ServeDB Secure, Verifiable, and Efficient Range Queries on Outsourced Database
4 minute read ∼ Filed in : A paper noteIntroduction
Current Problems & Challenges
Existing work proposes some schema to support queries on encrypted data, and return encrypted results
-
Most of them have limited functionality such as keyword search and single-dimensional range query.
They extended SSE to support one-dimensional queries by transforming data and queries into SSE codes and using the code to enable query processing.
Directly expends this method by querying on each dimension separately is not only time-consuming but also reveals more matched records than desired.
-
Most of them only assume cloud server is semi-honest
-
Not many works focus on addressing multiple dimensional range queries.
Some challenges
- Order preserving encryption can be used to encrypt Index structure in order to support multiple-dimensional range queries, But the order and distribution information of data records will be revealed due to the weak security notion of OPE
- Searchable symmetric encryption supports keyword search,
Solutions
-
Propose a secure and scalable schema that supports multi-dimensional range queries. And provides the following:
-
Privacy: server cannot learn the contents and data record the query touches.
-
Efficiency: achieve sublinear query time.
-
Verifiability: the schema allow the user to verify the correctness and completeness of the query results.
-
-
Use hierarchical cubes to encode the data and build a tree-structure index on top of the data encoded by cubes to support efficient query processing.
-
Add verification information in the tree structure without introducing a new structure.
-
Experiments show efficiency and scalability.
PROBLEM STATEMENT AND RELATED WORK
System Model
Roles
Data owner, Data user, Cloud Server.
Data Owner: Encrypts each record in dataset D into E and builds a secure index T on top of it. And then the owner can upload data to the cloud.
Data users:
- Apply secure keys from the data owner, encrypts the query, and send it to the server.
- Verify correctness and completeness of results.
Cloud Server:
- store encrypted data, index.
- Run encrypted query.
- can be malicious.
Related Work
- CryptDB use OPE, but leak the order of data.
- Mulit-dimensional tree structures like kd-trees and R-trees. Used to achieve sub-linear multidimensional range privacy.
- Merkle Trees and accumulation trees are used in verfication
SCHEME OVERVIEW
Store
Transform data ranges into discrete cube codes C. Range query is also encoded as Q.
Compare data records and query range by comparing the cube codes. C and Q
The comparison of C and Q is based on the index tree. But B-Tree and KD-tree dony consider security.

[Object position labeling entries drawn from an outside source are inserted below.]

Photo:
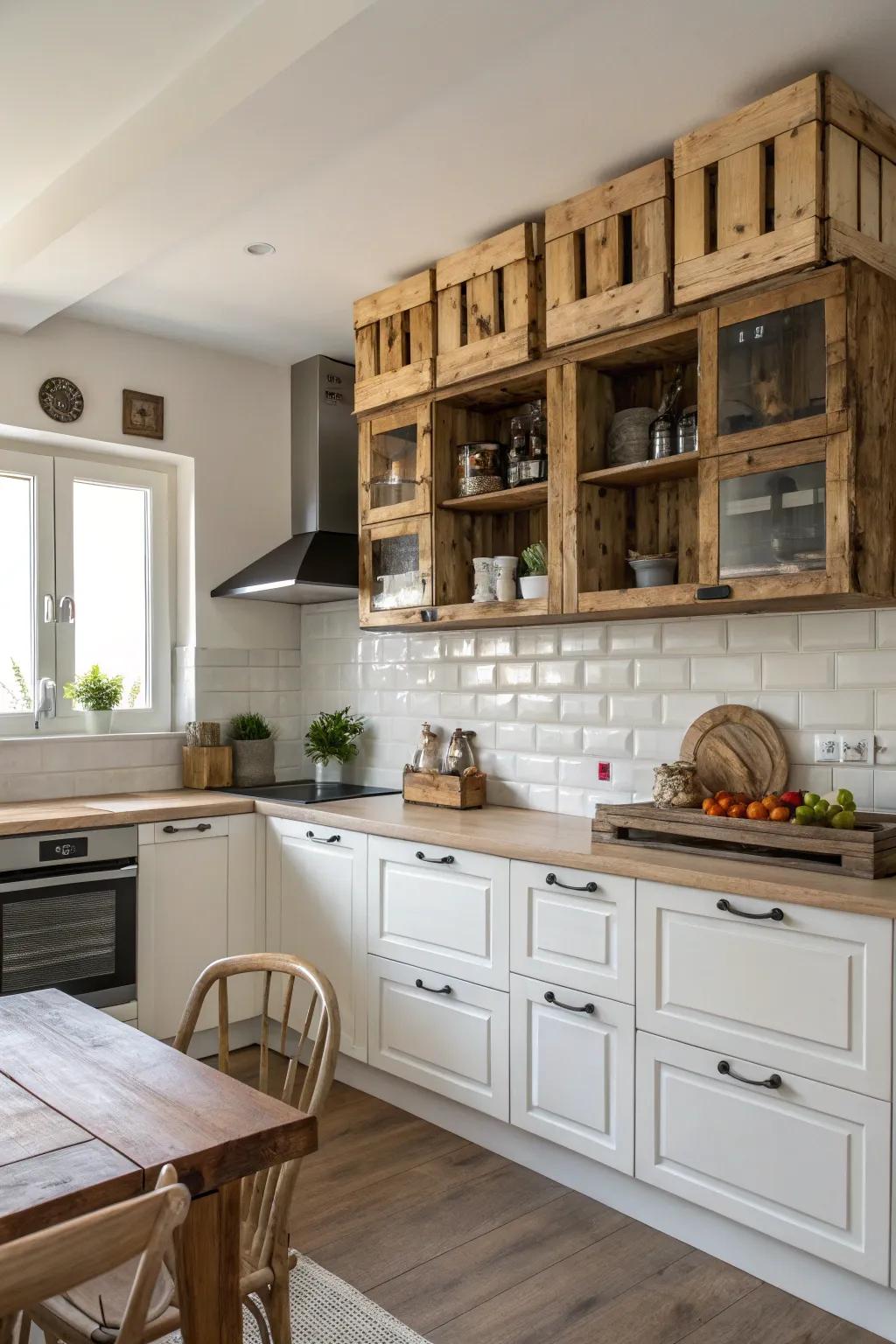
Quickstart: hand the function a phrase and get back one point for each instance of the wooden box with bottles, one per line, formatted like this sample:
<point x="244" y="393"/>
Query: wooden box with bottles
<point x="609" y="256"/>
<point x="802" y="176"/>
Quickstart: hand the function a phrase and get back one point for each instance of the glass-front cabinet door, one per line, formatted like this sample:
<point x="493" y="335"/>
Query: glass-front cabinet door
<point x="780" y="368"/>
<point x="396" y="469"/>
<point x="775" y="519"/>
<point x="396" y="570"/>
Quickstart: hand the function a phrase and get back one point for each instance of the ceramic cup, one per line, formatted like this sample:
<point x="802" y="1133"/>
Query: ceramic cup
<point x="484" y="578"/>
<point x="506" y="569"/>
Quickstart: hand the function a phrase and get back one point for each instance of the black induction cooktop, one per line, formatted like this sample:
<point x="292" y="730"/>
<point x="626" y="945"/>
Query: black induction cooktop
<point x="306" y="790"/>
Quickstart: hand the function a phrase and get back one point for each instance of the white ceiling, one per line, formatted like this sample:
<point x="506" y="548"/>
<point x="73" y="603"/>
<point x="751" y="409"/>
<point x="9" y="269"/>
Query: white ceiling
<point x="147" y="142"/>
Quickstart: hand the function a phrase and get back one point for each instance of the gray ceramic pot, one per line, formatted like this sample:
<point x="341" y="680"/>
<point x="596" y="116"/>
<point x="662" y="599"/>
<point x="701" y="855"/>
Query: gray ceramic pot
<point x="254" y="762"/>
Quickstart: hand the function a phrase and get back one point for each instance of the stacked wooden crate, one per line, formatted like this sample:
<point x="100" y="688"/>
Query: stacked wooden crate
<point x="802" y="176"/>
<point x="609" y="256"/>
<point x="396" y="343"/>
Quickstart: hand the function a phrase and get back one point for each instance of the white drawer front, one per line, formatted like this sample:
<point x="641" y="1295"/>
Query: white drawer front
<point x="453" y="1043"/>
<point x="812" y="990"/>
<point x="806" y="1163"/>
<point x="449" y="917"/>
<point x="190" y="828"/>
<point x="572" y="1071"/>
<point x="560" y="929"/>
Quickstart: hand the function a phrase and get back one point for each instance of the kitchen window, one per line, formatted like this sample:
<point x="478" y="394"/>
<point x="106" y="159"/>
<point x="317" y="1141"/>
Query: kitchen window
<point x="83" y="579"/>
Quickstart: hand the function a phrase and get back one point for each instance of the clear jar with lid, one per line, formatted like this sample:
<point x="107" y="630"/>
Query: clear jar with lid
<point x="479" y="468"/>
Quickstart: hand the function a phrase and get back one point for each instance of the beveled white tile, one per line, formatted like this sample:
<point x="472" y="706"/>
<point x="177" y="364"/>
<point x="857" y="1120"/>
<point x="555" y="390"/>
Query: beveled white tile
<point x="837" y="631"/>
<point x="763" y="634"/>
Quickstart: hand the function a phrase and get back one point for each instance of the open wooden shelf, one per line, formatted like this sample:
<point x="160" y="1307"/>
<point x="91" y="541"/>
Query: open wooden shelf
<point x="501" y="501"/>
<point x="677" y="468"/>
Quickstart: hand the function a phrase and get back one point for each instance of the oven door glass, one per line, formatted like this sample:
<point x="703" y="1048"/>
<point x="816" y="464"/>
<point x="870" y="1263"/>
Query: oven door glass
<point x="74" y="933"/>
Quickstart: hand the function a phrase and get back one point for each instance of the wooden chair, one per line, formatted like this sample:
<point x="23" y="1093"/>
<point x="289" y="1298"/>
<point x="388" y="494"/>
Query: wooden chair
<point x="65" y="1270"/>
<point x="266" y="1198"/>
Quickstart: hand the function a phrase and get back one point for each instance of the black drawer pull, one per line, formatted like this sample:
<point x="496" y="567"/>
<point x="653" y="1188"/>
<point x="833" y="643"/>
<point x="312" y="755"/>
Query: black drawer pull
<point x="555" y="1003"/>
<point x="552" y="880"/>
<point x="775" y="913"/>
<point x="773" y="1081"/>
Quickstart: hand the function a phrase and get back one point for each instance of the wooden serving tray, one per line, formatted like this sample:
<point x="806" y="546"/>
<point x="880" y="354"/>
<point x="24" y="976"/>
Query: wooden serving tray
<point x="870" y="851"/>
<point x="444" y="790"/>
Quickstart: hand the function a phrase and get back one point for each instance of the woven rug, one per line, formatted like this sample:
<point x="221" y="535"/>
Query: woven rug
<point x="326" y="1309"/>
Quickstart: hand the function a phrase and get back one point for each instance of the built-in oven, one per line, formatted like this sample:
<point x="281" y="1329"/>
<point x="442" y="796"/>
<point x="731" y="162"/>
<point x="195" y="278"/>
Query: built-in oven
<point x="69" y="914"/>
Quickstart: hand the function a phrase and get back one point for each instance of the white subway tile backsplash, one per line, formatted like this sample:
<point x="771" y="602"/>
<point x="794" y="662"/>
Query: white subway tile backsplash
<point x="737" y="672"/>
<point x="770" y="634"/>
<point x="870" y="669"/>
<point x="634" y="637"/>
<point x="798" y="671"/>
<point x="837" y="631"/>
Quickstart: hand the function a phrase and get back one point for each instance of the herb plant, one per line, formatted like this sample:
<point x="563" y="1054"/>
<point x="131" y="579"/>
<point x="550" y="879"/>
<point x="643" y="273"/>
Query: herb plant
<point x="332" y="737"/>
<point x="248" y="727"/>
<point x="94" y="690"/>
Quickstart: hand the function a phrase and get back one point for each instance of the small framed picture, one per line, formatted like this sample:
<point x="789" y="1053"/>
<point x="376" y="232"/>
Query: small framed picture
<point x="143" y="414"/>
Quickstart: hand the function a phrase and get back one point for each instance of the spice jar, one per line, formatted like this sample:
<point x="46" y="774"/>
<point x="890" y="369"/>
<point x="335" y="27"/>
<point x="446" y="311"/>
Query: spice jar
<point x="479" y="469"/>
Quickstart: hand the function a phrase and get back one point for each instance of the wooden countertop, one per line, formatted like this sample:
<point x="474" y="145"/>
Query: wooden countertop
<point x="566" y="842"/>
<point x="514" y="832"/>
<point x="116" y="809"/>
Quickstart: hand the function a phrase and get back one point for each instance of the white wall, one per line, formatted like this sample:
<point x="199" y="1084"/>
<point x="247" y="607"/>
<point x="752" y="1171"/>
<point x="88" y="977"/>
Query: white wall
<point x="226" y="414"/>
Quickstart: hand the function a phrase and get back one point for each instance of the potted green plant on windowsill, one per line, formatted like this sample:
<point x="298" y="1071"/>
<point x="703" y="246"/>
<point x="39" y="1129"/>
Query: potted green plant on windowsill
<point x="534" y="579"/>
<point x="331" y="742"/>
<point x="253" y="742"/>
<point x="100" y="696"/>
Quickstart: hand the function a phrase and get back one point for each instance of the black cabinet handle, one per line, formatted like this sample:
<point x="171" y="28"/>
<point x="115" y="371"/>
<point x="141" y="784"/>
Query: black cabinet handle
<point x="773" y="1081"/>
<point x="775" y="913"/>
<point x="552" y="880"/>
<point x="555" y="1003"/>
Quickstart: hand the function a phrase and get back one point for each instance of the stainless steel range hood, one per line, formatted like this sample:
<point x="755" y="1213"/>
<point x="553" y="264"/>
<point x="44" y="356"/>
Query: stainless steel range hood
<point x="318" y="564"/>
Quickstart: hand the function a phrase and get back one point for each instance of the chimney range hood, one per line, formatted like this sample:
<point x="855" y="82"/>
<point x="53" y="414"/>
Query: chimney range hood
<point x="318" y="564"/>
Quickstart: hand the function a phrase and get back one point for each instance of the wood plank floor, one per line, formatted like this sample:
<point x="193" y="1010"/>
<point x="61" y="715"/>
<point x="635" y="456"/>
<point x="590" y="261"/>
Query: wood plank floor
<point x="468" y="1248"/>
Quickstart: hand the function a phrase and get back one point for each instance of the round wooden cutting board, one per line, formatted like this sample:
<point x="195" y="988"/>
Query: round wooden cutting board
<point x="739" y="749"/>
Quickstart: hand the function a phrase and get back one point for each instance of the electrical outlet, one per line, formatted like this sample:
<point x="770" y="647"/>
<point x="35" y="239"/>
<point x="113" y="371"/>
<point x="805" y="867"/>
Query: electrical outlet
<point x="828" y="749"/>
<point x="858" y="749"/>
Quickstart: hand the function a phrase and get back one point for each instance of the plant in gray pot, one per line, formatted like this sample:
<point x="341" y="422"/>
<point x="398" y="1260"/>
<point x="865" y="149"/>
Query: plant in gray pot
<point x="331" y="742"/>
<point x="253" y="742"/>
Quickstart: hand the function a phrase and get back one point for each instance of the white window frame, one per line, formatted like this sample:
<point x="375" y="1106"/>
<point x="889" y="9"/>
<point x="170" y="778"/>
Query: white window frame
<point x="52" y="574"/>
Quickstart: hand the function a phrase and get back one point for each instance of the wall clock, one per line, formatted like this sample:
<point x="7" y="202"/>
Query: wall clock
<point x="60" y="399"/>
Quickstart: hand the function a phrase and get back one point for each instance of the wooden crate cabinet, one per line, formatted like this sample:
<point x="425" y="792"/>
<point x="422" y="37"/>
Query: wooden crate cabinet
<point x="491" y="305"/>
<point x="609" y="256"/>
<point x="396" y="343"/>
<point x="802" y="176"/>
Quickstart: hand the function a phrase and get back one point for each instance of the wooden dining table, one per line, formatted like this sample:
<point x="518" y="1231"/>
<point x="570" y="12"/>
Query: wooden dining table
<point x="92" y="1109"/>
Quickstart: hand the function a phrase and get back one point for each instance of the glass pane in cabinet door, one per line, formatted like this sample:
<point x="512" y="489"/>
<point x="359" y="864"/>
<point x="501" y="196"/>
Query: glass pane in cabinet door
<point x="773" y="522"/>
<point x="771" y="368"/>
<point x="398" y="579"/>
<point x="394" y="466"/>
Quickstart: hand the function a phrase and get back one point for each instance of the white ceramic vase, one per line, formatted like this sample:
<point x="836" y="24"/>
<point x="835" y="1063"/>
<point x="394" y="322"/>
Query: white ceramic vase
<point x="98" y="721"/>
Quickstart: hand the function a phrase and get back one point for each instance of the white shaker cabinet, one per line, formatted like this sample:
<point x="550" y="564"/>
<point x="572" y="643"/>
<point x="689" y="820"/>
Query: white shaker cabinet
<point x="195" y="903"/>
<point x="318" y="910"/>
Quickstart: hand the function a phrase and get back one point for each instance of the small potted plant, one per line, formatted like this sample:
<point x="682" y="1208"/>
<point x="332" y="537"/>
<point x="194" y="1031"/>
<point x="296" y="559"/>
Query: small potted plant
<point x="253" y="742"/>
<point x="534" y="577"/>
<point x="100" y="695"/>
<point x="332" y="742"/>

So the paper introduces SVETree.
- Each non-leaf node stores a bloom filter.
- Each leaf-node stores an encrypted data record.
Query Processing.
Given a query Q, we can use the Bloom filter to check whether each node contains codes falling in the range.
-
Encode prepare range query Q into C using same CCS (encoding system in paper)
-
Fo reaches cube g_j in C, calculate r hash values T_j, And all cube’s hash values can form a matrix M = [T1…Tf ]
T_j is used when checking with the bloom filter stored in each node.
-
searching each non-leaf node and checking if there are some matches in this sub-branch tree.
-
After getting the result from the server, the user should verify it.
- Data correctness:
- If in the range: decrypt the result and check if each data is in range.
- If the data is from the data owner: calculate the hash value of the root, and check if it is equal to returned hash root value. ( Similar to Merkle Tree )
- Completeness: data users can use the query results R and proof information π to reproduce a correct query process.
- Data correctness:
Experiments
Setup
- Twitter dataset, 5 million tweets
- Compare with
- PBtree: only supported secure range query on single-dimensional data
- R-tree
- Scan searched each dimension based on ciphertext respectively and intersected the result sets on each dimension.
- Measure delay of querying and verifying.